32. Margaret Fucking Wente, yet again. She started out all right, but then she, too, pulled a Rex Fucking Murphy. What the hell is wrong with these idiots???
33. Cornelius Fucking McGillicuddy the Fourth. Every year, around this time, PDVSA and CITGO make poor gringos feel a little bit better with cheap heating oil. And every year, like clockwork, Scrooge McGringo cranks up the fauxtrage gin-mill and kvetches about evil commies and how poor people need to freeze and starve as an incentive to do…what, nobody really knows. Maybe turn out professionally stupid, like him, and support dirty Alberta tar-sands oil? Seems as good an answer as any.
34. Brent Fucking Bozell. He “might want to say” that Barack Obama looks like a “skinny, ghetto crackhead”. And WE might want to say that Bozo looks like a fucking racist idiot. (Come to think of it, so does Mark Fucking Steyn.)
35. Joe Fucking Arpaio. See what happens when your deputies kill a man? You get blocked everywhere!
36. Bob Fucking Vander Plaats. Since when is GREED a Family Value? Or influence peddling? Not very Christian, I must say…

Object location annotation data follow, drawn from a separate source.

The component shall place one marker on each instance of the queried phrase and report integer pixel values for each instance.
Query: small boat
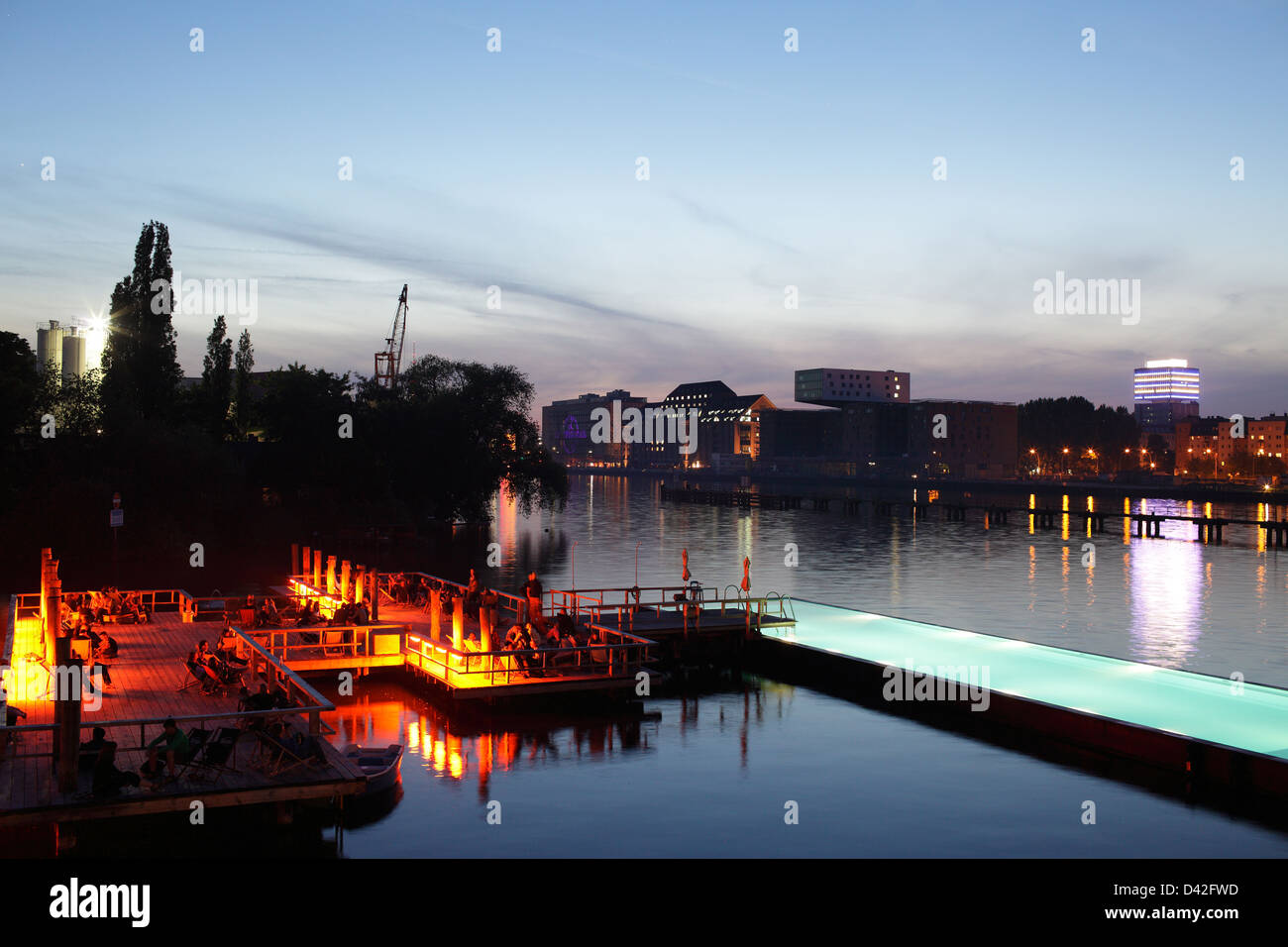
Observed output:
(378, 764)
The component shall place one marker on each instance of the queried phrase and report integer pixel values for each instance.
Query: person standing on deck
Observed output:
(533, 590)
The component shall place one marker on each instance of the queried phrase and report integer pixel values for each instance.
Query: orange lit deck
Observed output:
(609, 667)
(146, 681)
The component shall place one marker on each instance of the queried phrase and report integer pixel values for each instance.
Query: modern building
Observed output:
(838, 386)
(50, 347)
(728, 432)
(62, 350)
(567, 425)
(1164, 392)
(974, 440)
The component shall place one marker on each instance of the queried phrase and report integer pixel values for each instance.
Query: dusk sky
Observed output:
(767, 169)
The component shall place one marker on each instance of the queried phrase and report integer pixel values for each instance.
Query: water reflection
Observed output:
(1167, 583)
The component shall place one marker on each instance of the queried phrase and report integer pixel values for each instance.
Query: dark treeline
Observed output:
(1052, 424)
(243, 463)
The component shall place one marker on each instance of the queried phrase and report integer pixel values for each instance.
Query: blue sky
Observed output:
(812, 169)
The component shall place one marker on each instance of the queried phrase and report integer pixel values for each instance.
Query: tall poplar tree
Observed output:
(141, 365)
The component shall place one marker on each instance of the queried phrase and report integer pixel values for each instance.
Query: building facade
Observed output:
(567, 427)
(1206, 447)
(838, 386)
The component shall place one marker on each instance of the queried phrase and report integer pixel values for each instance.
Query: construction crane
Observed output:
(389, 363)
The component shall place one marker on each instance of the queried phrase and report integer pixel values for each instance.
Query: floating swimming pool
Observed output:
(1249, 718)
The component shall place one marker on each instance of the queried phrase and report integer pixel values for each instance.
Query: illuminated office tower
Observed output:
(1164, 392)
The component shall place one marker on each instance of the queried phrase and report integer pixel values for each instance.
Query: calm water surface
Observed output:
(711, 774)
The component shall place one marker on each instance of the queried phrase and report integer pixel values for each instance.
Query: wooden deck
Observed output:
(475, 676)
(146, 686)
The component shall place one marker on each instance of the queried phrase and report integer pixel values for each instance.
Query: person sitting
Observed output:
(108, 780)
(89, 749)
(568, 641)
(227, 648)
(172, 742)
(533, 591)
(133, 607)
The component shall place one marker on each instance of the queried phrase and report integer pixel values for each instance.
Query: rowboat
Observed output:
(378, 764)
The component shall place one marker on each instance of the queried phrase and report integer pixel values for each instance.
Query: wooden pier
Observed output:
(40, 777)
(1209, 528)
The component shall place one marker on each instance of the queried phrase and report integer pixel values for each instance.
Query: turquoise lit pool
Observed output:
(1219, 710)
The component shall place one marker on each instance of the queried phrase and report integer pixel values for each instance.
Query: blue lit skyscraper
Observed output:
(1166, 390)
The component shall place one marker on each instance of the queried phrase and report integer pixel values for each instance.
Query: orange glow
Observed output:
(327, 604)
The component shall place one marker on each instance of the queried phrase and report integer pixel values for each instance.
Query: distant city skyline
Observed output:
(767, 170)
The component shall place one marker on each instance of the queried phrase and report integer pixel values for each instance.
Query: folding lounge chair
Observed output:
(197, 677)
(279, 758)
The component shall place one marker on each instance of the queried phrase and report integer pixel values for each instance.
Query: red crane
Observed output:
(389, 363)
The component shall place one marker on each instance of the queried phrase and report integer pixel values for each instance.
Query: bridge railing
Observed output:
(331, 641)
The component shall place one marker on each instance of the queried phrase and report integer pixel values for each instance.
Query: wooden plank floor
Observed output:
(649, 624)
(146, 680)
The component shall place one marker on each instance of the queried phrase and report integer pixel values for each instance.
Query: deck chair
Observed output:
(197, 738)
(279, 759)
(217, 755)
(197, 677)
(333, 642)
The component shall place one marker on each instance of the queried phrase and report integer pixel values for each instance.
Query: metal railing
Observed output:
(304, 699)
(621, 655)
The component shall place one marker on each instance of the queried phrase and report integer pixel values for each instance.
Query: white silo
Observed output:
(50, 347)
(73, 356)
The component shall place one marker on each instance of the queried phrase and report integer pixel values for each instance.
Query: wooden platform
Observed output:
(708, 621)
(146, 686)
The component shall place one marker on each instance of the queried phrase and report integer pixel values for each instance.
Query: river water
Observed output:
(713, 767)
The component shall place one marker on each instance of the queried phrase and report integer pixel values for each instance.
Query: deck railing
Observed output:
(304, 699)
(510, 608)
(333, 641)
(621, 655)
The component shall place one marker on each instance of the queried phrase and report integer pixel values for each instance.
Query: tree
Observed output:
(78, 408)
(141, 367)
(20, 388)
(241, 385)
(454, 433)
(217, 377)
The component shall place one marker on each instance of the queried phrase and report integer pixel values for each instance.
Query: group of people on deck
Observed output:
(98, 755)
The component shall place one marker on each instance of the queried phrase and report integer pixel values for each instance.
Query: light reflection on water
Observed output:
(711, 775)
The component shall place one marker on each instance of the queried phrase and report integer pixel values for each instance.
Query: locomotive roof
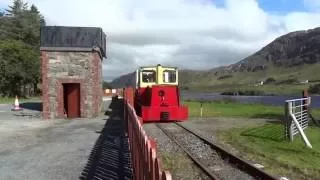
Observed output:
(141, 67)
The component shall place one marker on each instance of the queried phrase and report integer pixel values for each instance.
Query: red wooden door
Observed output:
(73, 99)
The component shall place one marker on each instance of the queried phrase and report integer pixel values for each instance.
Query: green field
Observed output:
(208, 81)
(267, 145)
(227, 108)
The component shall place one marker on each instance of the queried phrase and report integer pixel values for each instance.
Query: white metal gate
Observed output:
(297, 118)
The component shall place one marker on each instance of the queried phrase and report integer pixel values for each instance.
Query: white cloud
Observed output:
(189, 33)
(312, 4)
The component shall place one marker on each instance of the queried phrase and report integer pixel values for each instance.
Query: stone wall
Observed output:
(71, 67)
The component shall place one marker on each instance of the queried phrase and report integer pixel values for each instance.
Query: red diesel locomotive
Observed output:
(157, 95)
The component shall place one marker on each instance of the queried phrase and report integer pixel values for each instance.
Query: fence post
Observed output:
(286, 120)
(290, 121)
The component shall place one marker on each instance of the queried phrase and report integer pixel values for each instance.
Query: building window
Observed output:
(148, 76)
(169, 76)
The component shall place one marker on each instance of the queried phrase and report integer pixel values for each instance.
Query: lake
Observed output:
(268, 100)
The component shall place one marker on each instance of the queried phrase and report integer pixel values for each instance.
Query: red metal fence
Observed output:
(146, 165)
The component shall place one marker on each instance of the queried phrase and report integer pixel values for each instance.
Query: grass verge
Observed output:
(266, 145)
(228, 108)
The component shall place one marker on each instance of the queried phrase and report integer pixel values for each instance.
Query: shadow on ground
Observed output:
(268, 132)
(110, 156)
(34, 106)
(269, 116)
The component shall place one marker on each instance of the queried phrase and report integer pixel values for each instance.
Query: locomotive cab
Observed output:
(157, 96)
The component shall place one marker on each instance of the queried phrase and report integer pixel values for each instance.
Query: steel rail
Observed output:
(196, 161)
(233, 159)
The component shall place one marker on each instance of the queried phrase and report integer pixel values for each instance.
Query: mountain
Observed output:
(289, 58)
(293, 49)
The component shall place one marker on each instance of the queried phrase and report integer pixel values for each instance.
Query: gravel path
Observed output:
(172, 157)
(205, 154)
(32, 148)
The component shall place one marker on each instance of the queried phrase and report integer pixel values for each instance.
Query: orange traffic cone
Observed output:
(16, 106)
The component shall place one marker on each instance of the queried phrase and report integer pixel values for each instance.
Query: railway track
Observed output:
(216, 162)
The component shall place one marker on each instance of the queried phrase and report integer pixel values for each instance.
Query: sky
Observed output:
(189, 34)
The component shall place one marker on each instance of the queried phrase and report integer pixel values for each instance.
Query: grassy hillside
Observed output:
(210, 81)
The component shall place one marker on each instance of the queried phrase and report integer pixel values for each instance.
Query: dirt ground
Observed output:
(32, 148)
(179, 164)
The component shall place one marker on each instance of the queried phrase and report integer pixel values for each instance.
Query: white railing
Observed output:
(297, 118)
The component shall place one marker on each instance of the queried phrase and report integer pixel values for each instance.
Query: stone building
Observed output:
(71, 66)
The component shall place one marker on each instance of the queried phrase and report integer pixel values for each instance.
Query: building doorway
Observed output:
(71, 99)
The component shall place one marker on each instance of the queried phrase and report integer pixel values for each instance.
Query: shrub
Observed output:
(314, 89)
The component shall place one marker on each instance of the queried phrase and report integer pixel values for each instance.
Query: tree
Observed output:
(17, 8)
(19, 48)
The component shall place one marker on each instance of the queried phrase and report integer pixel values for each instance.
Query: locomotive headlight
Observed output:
(161, 93)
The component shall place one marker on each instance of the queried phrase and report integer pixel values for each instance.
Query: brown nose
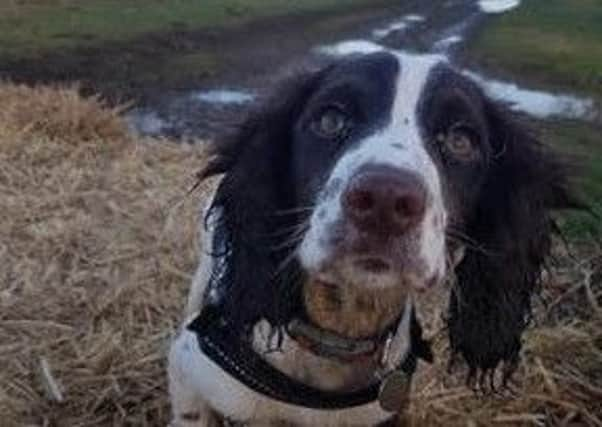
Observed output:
(384, 200)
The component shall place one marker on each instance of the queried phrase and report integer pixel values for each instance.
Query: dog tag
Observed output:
(393, 393)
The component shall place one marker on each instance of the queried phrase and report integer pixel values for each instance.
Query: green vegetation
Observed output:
(555, 42)
(582, 143)
(30, 27)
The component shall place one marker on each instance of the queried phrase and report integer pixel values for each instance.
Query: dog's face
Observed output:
(363, 177)
(388, 150)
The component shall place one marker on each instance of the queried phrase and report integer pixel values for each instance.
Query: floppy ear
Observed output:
(255, 187)
(490, 303)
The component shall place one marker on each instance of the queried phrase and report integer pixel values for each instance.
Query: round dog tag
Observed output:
(394, 391)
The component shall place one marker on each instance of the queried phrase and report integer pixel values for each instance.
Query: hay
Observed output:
(97, 248)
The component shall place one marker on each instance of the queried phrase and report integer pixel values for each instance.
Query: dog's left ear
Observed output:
(490, 303)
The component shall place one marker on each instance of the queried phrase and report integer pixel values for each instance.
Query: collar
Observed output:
(236, 357)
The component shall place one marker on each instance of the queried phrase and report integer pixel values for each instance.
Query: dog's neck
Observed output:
(327, 373)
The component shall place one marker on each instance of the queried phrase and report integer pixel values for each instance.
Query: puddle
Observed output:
(537, 103)
(349, 47)
(146, 123)
(414, 18)
(225, 97)
(384, 32)
(498, 6)
(446, 43)
(399, 25)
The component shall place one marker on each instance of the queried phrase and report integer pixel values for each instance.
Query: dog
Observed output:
(352, 191)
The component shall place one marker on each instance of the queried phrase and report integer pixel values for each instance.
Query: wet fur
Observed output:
(490, 303)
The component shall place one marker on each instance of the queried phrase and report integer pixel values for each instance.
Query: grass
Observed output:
(582, 143)
(557, 43)
(98, 248)
(29, 28)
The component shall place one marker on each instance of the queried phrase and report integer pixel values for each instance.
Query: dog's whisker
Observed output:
(292, 211)
(289, 230)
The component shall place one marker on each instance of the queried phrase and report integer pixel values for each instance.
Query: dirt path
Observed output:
(249, 65)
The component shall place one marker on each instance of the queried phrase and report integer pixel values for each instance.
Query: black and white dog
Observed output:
(353, 190)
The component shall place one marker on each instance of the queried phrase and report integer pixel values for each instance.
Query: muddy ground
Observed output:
(156, 72)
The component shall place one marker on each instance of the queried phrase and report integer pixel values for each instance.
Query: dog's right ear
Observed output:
(273, 111)
(255, 162)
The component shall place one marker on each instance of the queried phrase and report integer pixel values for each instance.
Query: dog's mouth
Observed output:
(352, 310)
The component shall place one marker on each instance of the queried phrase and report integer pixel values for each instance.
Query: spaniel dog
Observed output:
(352, 191)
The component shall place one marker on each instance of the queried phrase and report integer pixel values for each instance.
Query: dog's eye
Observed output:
(331, 123)
(460, 141)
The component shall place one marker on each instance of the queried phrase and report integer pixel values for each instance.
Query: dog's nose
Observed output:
(385, 200)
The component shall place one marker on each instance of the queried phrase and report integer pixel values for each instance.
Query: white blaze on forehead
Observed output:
(398, 144)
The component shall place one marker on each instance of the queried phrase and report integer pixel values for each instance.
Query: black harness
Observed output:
(236, 356)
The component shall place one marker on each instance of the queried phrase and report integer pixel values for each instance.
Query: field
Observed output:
(556, 45)
(133, 49)
(33, 27)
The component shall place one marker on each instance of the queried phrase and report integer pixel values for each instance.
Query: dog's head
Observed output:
(377, 175)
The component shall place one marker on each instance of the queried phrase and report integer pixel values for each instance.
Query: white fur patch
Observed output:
(194, 374)
(400, 145)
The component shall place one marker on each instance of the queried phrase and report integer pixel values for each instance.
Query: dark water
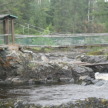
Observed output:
(54, 95)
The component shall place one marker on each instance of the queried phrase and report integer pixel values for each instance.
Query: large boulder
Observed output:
(82, 73)
(94, 59)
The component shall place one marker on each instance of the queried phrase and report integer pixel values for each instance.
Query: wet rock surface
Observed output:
(23, 67)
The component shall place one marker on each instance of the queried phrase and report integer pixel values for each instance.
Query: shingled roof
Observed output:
(7, 16)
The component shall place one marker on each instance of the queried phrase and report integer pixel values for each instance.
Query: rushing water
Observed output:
(56, 94)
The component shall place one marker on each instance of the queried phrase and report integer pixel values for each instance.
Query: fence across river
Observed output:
(59, 39)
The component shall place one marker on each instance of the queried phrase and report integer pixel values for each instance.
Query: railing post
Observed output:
(12, 31)
(6, 30)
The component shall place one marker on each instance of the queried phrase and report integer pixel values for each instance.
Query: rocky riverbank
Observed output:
(25, 67)
(19, 66)
(87, 103)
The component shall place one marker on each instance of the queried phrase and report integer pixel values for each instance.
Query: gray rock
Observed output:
(100, 82)
(94, 59)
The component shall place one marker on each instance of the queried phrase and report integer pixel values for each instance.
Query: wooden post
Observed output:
(6, 30)
(12, 31)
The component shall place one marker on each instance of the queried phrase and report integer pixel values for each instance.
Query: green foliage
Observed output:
(62, 16)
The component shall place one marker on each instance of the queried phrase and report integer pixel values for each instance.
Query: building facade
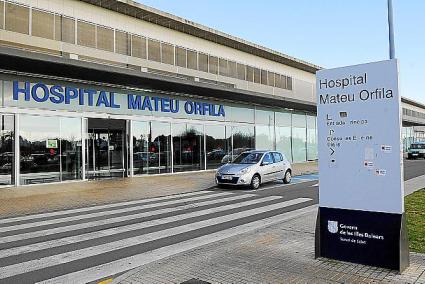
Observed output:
(113, 88)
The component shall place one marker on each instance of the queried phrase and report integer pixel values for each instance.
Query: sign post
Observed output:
(361, 215)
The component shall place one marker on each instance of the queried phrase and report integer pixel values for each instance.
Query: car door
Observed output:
(267, 167)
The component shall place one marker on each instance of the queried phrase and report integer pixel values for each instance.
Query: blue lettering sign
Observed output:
(57, 94)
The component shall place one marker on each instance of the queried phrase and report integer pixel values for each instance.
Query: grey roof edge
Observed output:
(146, 13)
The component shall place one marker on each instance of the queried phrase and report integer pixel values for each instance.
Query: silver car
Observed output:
(254, 168)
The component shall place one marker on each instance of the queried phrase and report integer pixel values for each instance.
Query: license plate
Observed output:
(227, 177)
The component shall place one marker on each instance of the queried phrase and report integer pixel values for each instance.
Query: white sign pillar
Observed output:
(361, 195)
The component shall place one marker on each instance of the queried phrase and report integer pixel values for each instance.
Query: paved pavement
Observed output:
(216, 235)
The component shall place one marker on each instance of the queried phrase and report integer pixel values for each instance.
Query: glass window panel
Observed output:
(277, 81)
(122, 43)
(283, 81)
(203, 62)
(241, 114)
(86, 34)
(264, 117)
(154, 52)
(264, 77)
(270, 78)
(105, 38)
(68, 30)
(283, 141)
(141, 157)
(264, 137)
(215, 137)
(7, 150)
(213, 64)
(249, 74)
(257, 75)
(42, 24)
(241, 71)
(138, 46)
(39, 149)
(311, 138)
(1, 14)
(283, 118)
(289, 83)
(181, 57)
(17, 18)
(188, 147)
(299, 138)
(71, 141)
(167, 52)
(232, 69)
(243, 139)
(192, 59)
(223, 68)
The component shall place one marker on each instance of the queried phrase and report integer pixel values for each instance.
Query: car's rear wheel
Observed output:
(288, 177)
(255, 182)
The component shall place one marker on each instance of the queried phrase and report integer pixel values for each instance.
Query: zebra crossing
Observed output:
(87, 244)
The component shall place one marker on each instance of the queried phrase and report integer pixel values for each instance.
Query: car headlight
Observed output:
(244, 171)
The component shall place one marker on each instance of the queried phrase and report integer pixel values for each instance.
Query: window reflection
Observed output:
(46, 148)
(188, 147)
(7, 153)
(215, 136)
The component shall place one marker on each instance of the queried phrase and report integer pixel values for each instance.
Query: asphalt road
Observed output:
(94, 243)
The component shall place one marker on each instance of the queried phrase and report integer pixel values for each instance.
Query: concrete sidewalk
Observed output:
(282, 253)
(32, 199)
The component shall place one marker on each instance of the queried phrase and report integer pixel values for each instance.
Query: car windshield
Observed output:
(417, 146)
(248, 158)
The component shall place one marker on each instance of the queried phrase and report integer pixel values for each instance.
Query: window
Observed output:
(232, 69)
(192, 59)
(67, 29)
(17, 18)
(215, 138)
(213, 64)
(277, 81)
(122, 43)
(223, 69)
(42, 24)
(203, 62)
(240, 71)
(86, 34)
(1, 14)
(270, 78)
(188, 147)
(249, 73)
(154, 52)
(264, 77)
(105, 38)
(167, 51)
(138, 46)
(257, 75)
(277, 157)
(289, 83)
(299, 138)
(180, 57)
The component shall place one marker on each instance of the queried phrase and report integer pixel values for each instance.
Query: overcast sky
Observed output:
(329, 33)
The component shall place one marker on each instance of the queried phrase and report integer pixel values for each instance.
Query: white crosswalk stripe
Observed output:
(143, 231)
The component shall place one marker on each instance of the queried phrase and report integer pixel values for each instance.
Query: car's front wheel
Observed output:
(288, 177)
(255, 182)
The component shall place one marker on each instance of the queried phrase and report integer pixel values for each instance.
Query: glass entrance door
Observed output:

And finally, to all the fucking bankster wanksters out there crying about how poor misunderstood you are so much more productive than all the rest of us, and how we should stop protesting all of you for wrecking the global economy. This as you prepare to celebrate Xmas, and maybe even New Year’s Eve, without coke and hookers for a change, because you know just how bad that’s gonna make you look. You poor widdle self-sacrificing dears, how could we 99%ers, whom you all ripped off like there was no fucking tomorrow, ever hold your myriad highway robberies against you?
Oh gee, let me think…
Maybe it’s the way you threw people out of a job, then foreclosed all their homes? Or the way you played Texas Hold ‘Em with money that came from depositors’ pockets, not yours? Or the way you claimed you were Too Big To Fail, all the while failing harder than that bicycle stick-dude on Failblog.org? Or the way you diddled hard-working, TRULY productive people out of their pensions? Or maybe it’s just the way you call yourselves Job Creators while creating precisely ZERO new jobs. How’s that grab you for justifications? Kind of makes all your whining sound petty and mean and stupid and ungrateful, doesn’t it?
Well, duh…that’s because IT IS! We’re the ones producing so YOU can steal and hoard it all and play like you’re John Fucking Galt. Who, by the way, is just a poorly drawn fictional character, and a steaming load of shit, too. Just like Y-O-U.
Good night, crappy holidays…and GET FUCKED!